Example Answer Part B: Oxygen is transported primarily bound to hemoglobin in red blood cells. Hemoglobin's four subunits each bind to an oxygen molecule, significantly increasing the blood's oxygen-carrying capacity. The binding of oxygen is cooperative, meaning the binding of one oxygen molecule increases the affinity for subsequent oxygen molecules. Carbon dioxide is transported in three forms: dissolved in plasma, bound to hemoglobin (carbaminohemoglobin), and as bicarbonate ions (HCO3-). Carbonic anhydrase catalyzes the reaction between CO2 and water to form carbonic acid (H2CO3), which dissociates into H+ and HCO3-. The bicarbonate ions are transported in the plasma.

Part C: This section tested the understanding of homeostatic mechanisms in the body. Students were asked to explain how the body maintains blood glucose levels.

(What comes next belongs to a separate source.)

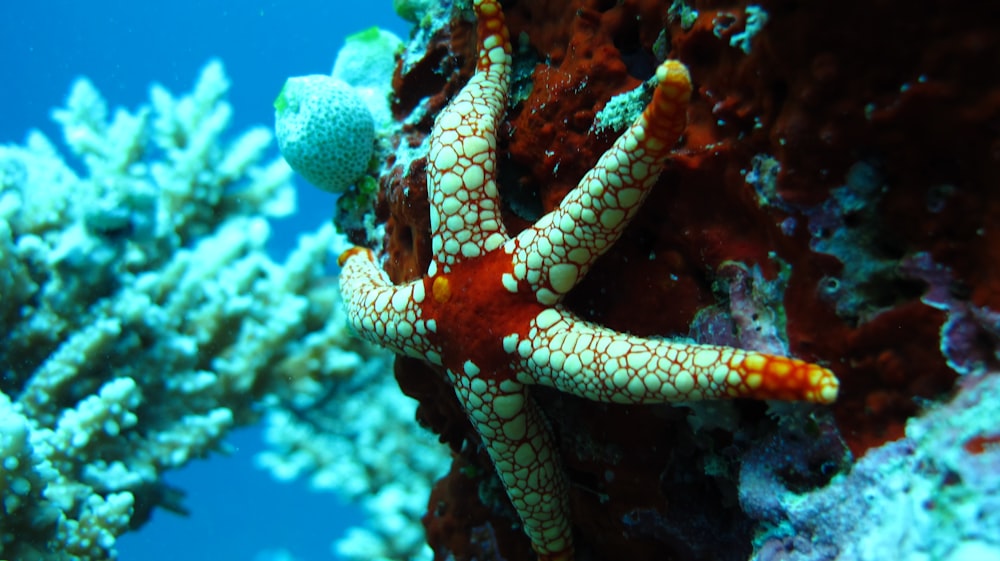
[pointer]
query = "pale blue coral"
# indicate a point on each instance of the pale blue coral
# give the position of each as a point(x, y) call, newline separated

A strong answer would describe the roles of insulin and glucagon in regulating blood glucose, explaining how these hormones affect glucose uptake by cells and glycogen storage in the liver and muscles.

Example Answer Part C: Blood glucose levels are maintained through a negative feedback loop involving insulin and glucagon. When blood glucose levels rise after a meal, the pancreas releases insulin. Insulin stimulates glucose uptake by cells, particularly muscle and liver cells, and promotes glycogen synthesis (glycogenesis) in the liver and muscles, lowering blood glucose levels. When blood glucose levels fall, the pancreas releases glucagon. Glucagon stimulates glycogen breakdown (glycogenolysis) in the liver, releasing glucose into the bloodstream and raising blood glucose levels. This system keeps blood glucose within a relatively narrow range.

Conclusion

Mastering the AP Biology FRQs requires a deep understanding of core biological concepts, the ability to apply this knowledge to novel situations, and effective communication skills. By carefully reviewing these 2017 FRQs and their detailed explanations, students can gain valuable insights into the types of questions they might encounter on the exam and develop strategies for crafting thorough and well-supported answers. Remember to practice with various FRQs from previous years to further strengthen your understanding and improve your test-taking skills. Good luck!